December 26, 2002|by ANDREW SCHOTZ

BOONSBORO - Dates and names are getting harder for Martha Rice to remember now that she's 102 years old.

But hymns, though, she sings - and remembers - sharply.

"What a friend we have in Jesus," Rice sings, after some prompting. "All our sins and griefs to bear! What a privilege to carry everything to God in prayer!"

The most important advice for a long, healthy life, she said, is "try to serve the Lord, for He's our boss."

Rice turned 102 Wednesday - Christmas Day. The staff and residents at Reeders Memorial Home in Boonsboro, where she has lived for the last two years, threw her a party on Christmas Eve.


Rice was born in Wolfsville in Frederick County, Md., and fondly cherishes the years she attended Salem United Methodist Church. She said she joined when she was 13 and walked 1 1/4 miles as a youth to get there every Sunday.

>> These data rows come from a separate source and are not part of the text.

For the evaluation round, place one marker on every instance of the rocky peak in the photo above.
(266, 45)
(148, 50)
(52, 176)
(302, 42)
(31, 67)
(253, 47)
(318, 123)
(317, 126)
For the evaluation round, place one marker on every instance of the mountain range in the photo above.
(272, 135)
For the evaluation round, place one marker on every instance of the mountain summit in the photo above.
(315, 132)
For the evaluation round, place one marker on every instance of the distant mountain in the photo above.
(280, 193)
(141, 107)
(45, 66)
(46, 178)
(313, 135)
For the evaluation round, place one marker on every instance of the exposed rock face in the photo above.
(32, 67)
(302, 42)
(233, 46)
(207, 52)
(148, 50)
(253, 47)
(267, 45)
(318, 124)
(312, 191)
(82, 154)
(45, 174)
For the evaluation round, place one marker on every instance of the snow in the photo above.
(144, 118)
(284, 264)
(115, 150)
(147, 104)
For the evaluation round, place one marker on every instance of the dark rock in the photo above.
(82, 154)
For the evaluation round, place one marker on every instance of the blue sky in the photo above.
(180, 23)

"I liked to go to church and I liked to go to school," said Rice, who still considers the Bible one of her favorite books. "Reading was the best. I always made about 100 (as a grade). I was better in reading than anything. I never liked arithmetic very good."

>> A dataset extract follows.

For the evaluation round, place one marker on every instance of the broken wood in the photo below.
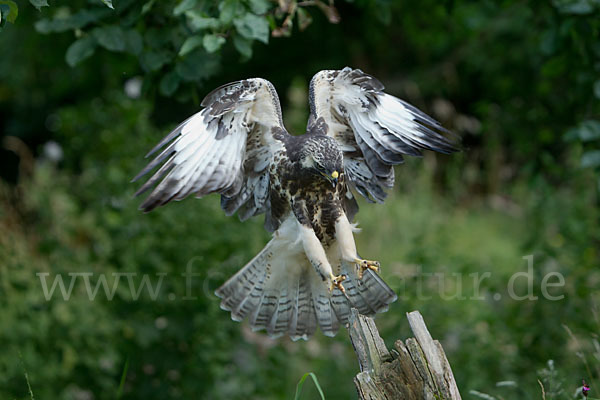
(416, 369)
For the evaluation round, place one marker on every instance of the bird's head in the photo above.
(322, 157)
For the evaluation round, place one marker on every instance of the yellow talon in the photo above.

Rice was raised on a cattle and crop farm and worked there into adulthood. She went on to become a seamstress.

Rice said she drinks mostly "juices and white pudding" these days, and never eats any meat.

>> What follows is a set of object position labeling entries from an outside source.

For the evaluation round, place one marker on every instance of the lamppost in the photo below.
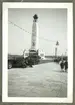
(56, 48)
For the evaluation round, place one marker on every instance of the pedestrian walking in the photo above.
(66, 65)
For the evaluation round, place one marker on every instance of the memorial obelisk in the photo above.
(34, 37)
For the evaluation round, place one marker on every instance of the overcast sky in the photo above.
(52, 25)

"I like cookies, but I don't eat many of them," she said.

The biggest difference between today and her youth, Rice said, is the proliferation of illegal drug use - this "dope business," as she put it.

"When I was on the farm, you didn't hear of drugs much," she said. "They all had work to do."

Rice was married twice. She said she met her first husband, Roy Poffinberger, while they were watching a pig race.

Her daughter, Rae Belcher, 75, of Beallsville in Montgomery County, Md., said she has heard the story, too, but never figured out the details.

Rice was married to her second husband, Welty W. Rice, about 25 years before he died, Belcher said.

Rice was one of seven children, Belcher said. Besides Rice, the only living sibling is a brother, Frank Stottlemyer, 88, of the Myersville, Md., area.

Rice's two sons, Charles and Frank, have died.

Belcher - who missed the Christmas Eve party but expected to visit on Christmas - described her mother as "strictly a family person" who always thinks of the welfare of other people before her own.